Assaggio il Moulin-à-Vent au Michelon 2018 del Domaine Mee Godard ed è superlativo! Ovviamente giocato sul frutto in questo momento, è un susseguirsi di frutti maturi, dall'amarena alla mora, ma si fonde con grande eleganza con una nota tannica presente, ma vellutata. La freschezza lo sorregge pienamente e promette un grande futuro! I suoi vini di Morgon sono buoni, ma fatico a entrare in sintonia con questa denominazione. Qui siamo veramente in un altro pianeta! Un grande vino!
Clos de MEZ
Marie-Elodie Zighera è originaria del Beaujolais, ma se ne era allontanata per seguire il marito, un Confuron, enologo in Borgogna. Nei primi anni 2000 ha ripreso le vigne di famiglia, situate tra il comune di Fleurie e di Morgon per ridare vita alla produzione in proprio di grandi vini, ma portandosi dietro l’esperienza dalla Borgogna. Il risultato è una produzione caratterizzata da uno stile giocato sulla riduzione, che ha bisogno di tempo per rivelarsi, ma che può dare grandi soddisfazioni. Ho avuto la fortuna di partecipare a una verticale che rimontava fino alle prime annate della nuova produzione e sono rimasto esterrefatto dalla freschezza di un vino come il 2009, oggi di grande slancio!

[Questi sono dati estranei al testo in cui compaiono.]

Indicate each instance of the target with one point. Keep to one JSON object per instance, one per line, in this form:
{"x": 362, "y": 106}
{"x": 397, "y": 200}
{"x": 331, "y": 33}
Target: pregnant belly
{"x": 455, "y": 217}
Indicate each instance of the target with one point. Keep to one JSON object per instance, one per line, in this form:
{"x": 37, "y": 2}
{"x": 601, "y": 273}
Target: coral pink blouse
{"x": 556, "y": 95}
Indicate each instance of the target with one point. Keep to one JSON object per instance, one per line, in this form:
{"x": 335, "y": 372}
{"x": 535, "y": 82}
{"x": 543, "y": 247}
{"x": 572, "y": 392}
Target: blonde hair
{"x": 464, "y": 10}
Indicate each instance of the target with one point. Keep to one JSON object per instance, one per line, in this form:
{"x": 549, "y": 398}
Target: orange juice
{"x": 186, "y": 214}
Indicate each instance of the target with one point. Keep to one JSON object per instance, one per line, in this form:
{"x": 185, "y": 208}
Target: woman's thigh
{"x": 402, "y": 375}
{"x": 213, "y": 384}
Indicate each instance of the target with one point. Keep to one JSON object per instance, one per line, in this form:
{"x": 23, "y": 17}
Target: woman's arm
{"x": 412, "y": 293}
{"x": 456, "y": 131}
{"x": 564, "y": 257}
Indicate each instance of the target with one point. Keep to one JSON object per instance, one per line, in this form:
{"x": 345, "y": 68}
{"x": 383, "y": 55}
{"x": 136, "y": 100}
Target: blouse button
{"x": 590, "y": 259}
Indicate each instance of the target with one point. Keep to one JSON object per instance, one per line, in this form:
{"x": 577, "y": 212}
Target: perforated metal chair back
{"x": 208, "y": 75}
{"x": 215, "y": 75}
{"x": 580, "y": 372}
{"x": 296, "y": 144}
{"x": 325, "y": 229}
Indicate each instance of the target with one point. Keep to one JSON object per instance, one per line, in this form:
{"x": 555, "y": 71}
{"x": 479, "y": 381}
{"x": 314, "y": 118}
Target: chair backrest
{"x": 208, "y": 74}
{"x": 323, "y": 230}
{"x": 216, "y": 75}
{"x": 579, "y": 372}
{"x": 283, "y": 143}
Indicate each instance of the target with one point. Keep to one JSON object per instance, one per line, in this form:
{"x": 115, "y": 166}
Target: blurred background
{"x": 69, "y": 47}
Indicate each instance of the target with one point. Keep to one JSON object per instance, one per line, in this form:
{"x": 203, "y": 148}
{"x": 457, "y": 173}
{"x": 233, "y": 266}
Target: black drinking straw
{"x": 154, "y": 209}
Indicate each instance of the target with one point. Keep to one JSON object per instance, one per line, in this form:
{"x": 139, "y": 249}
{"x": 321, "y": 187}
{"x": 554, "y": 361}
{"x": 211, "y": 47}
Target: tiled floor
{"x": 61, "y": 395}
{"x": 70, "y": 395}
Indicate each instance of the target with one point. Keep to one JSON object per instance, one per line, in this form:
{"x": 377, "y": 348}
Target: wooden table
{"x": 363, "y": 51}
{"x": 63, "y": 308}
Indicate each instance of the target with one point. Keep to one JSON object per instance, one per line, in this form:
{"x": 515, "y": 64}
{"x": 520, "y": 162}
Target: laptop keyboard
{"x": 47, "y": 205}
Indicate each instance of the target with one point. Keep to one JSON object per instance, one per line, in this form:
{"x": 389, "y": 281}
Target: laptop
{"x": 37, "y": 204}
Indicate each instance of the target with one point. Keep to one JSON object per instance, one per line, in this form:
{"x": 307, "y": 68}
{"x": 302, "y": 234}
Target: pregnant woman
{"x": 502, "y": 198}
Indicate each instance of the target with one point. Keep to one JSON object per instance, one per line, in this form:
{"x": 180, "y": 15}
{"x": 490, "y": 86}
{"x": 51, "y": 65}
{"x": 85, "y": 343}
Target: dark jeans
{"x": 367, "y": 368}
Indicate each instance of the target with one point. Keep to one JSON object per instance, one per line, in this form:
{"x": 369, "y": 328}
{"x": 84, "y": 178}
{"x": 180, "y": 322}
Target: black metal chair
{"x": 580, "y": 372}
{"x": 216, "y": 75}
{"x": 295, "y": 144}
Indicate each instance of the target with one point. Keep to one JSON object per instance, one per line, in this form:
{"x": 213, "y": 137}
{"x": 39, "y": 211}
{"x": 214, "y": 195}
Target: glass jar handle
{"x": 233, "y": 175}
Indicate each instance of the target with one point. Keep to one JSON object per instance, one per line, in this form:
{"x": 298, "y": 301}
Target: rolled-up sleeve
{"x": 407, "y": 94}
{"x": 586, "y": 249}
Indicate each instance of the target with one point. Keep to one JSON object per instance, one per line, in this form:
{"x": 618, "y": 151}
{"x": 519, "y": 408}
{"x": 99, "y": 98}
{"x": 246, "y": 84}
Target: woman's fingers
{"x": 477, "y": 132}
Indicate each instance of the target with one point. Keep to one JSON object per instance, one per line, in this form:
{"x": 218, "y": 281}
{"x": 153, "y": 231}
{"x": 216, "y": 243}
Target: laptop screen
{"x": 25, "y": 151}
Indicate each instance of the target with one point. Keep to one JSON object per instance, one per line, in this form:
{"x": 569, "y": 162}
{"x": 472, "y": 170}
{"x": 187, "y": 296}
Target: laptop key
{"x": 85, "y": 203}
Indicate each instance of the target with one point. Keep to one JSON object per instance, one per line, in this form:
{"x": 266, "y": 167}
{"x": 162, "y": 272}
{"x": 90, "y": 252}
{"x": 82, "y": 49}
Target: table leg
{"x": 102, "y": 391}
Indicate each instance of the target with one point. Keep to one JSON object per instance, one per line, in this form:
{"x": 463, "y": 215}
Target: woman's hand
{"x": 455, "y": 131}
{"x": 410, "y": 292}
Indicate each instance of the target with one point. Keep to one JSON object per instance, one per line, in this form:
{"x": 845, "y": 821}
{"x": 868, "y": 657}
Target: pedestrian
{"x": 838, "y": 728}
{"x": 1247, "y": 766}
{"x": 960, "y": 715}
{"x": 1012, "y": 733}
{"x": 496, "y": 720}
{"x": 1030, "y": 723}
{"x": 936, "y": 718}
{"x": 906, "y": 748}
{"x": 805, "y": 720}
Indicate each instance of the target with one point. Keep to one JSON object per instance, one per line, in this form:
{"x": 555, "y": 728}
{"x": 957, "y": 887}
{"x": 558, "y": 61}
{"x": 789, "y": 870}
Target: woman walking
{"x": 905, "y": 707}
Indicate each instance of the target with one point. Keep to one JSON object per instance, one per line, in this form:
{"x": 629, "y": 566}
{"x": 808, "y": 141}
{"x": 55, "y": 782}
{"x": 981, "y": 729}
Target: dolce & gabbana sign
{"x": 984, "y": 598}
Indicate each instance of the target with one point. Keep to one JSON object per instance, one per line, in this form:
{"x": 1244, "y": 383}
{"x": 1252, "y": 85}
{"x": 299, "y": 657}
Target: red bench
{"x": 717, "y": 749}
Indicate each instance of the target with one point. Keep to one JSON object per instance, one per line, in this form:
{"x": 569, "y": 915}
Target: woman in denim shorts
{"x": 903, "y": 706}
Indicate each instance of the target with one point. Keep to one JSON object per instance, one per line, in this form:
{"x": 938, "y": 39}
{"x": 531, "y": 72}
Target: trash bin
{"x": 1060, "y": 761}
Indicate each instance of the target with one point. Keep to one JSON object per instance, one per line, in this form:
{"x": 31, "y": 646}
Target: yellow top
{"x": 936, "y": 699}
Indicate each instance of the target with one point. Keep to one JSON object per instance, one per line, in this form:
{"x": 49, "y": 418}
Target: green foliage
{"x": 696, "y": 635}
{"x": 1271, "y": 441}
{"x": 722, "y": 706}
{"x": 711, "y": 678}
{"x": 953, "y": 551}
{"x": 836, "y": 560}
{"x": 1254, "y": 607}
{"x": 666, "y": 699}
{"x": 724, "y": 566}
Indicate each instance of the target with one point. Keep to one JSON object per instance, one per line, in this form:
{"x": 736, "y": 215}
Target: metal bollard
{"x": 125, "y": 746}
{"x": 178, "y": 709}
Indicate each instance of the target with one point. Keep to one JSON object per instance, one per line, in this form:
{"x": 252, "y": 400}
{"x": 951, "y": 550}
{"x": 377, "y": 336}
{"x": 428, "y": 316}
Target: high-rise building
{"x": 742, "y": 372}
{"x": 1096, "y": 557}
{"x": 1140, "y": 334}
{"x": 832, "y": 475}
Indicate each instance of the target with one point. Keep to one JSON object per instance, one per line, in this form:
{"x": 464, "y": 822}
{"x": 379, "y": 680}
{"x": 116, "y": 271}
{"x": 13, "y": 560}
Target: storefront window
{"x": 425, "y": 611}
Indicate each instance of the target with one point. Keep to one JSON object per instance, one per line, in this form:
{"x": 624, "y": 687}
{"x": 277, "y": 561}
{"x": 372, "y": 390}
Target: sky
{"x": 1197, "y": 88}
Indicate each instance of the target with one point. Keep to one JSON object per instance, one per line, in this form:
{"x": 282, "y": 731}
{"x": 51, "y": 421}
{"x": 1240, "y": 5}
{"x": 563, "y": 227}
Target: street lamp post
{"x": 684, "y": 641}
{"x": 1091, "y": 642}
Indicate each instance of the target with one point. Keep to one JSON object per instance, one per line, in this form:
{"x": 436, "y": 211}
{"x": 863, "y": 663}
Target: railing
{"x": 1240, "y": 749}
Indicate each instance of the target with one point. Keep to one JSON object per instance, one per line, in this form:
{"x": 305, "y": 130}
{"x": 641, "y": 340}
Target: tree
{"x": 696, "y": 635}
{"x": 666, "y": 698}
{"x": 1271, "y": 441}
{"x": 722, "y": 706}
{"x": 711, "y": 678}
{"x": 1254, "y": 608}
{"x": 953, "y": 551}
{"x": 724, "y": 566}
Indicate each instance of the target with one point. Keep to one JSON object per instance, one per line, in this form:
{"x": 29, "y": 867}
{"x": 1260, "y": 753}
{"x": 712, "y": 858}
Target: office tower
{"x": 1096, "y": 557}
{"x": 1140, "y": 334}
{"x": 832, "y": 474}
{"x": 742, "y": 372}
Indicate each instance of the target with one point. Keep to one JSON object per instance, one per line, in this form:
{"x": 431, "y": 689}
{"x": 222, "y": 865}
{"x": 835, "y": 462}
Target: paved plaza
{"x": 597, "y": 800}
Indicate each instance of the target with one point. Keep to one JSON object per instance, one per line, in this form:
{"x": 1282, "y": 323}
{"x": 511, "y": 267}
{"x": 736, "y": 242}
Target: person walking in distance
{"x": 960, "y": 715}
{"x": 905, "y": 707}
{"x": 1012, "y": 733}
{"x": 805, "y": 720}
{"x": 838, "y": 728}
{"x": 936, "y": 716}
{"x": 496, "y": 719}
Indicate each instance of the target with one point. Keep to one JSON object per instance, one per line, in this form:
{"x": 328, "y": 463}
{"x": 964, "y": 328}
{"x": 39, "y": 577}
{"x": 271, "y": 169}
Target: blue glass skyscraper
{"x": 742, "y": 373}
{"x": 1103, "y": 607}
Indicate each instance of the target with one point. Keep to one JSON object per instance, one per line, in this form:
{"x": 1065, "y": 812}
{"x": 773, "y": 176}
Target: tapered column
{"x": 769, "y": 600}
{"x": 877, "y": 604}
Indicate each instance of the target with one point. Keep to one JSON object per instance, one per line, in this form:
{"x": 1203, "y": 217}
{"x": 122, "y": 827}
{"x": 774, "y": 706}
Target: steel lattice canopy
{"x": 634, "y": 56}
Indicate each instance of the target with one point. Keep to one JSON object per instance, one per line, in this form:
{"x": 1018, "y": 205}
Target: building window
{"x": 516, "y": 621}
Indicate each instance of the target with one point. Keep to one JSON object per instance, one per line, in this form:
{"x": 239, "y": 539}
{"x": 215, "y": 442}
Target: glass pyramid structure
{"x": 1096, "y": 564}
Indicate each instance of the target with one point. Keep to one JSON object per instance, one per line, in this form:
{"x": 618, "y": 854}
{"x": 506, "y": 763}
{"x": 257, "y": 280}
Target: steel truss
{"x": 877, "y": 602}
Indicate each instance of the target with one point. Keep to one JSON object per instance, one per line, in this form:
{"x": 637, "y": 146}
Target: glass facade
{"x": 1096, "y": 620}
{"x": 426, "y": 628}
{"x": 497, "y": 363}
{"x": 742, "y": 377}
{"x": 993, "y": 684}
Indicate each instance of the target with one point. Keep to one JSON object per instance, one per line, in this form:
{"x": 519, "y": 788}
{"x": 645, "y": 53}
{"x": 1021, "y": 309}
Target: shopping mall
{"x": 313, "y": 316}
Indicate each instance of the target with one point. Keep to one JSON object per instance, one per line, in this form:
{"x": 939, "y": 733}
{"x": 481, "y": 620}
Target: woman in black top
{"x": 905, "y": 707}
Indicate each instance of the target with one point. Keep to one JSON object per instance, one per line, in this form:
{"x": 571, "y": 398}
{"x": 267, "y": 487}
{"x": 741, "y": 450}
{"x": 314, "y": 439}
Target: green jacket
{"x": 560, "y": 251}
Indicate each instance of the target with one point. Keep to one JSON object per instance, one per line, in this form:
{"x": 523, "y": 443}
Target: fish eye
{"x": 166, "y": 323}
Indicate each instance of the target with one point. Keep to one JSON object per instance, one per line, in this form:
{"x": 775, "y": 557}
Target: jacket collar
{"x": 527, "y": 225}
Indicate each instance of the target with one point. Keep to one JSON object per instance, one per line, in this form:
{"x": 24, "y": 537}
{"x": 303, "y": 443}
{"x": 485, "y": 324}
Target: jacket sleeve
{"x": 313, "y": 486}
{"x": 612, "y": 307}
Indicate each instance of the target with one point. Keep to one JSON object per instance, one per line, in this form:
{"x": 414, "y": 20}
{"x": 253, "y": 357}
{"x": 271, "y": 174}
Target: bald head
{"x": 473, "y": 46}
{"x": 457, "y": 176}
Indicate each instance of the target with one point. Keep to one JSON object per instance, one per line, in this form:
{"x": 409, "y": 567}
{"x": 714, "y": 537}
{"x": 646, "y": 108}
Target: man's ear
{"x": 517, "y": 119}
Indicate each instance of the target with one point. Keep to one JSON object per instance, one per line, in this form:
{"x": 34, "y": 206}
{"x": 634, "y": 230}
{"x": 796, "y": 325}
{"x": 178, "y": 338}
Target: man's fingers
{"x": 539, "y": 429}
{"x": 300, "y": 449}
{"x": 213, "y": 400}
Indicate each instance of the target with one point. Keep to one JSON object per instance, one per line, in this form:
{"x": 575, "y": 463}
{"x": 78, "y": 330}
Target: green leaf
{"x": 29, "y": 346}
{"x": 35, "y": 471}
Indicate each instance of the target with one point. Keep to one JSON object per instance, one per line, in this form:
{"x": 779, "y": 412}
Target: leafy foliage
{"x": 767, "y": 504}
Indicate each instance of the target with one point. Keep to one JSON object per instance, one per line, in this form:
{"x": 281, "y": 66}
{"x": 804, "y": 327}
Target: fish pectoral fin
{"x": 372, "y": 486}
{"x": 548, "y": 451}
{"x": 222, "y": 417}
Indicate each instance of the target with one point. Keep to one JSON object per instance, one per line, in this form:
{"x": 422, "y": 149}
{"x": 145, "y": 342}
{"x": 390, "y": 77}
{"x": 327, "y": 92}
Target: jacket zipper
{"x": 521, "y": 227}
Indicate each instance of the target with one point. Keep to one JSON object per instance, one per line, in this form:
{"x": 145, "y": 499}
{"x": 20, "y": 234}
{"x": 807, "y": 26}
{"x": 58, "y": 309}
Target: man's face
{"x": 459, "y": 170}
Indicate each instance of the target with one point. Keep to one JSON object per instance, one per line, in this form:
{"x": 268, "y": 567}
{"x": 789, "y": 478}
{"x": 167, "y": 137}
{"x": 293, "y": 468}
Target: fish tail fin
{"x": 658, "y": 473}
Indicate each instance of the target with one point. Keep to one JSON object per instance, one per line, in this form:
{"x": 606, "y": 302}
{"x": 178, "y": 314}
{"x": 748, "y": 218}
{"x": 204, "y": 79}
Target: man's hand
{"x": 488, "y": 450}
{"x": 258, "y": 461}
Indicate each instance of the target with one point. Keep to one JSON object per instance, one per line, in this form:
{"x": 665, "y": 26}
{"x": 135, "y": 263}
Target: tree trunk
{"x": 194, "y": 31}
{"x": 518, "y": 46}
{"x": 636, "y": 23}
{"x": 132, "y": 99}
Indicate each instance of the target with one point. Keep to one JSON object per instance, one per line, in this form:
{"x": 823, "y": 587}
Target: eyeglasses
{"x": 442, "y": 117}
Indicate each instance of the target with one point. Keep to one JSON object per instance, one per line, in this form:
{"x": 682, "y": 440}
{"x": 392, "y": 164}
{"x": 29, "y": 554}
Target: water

Assaggio questo Fleurie la Dot 2015 del Clos de MEZ ed é magico! Indubbiamente atipico, vinificato senza macerazione carbonica, conserva i tratti della Borgogna e, pur rimanendo un Fleurie, stringe l’occhio alla denominazione confinante, Morgon, con una densità decisamente più importante. Nonostante l'annata calda, conserva una freschezza meravigliosa e una nota di liquirizia veramente magica! Con l'ossigenazione si fonde e si arricchisce di spessore e complessità aromatica!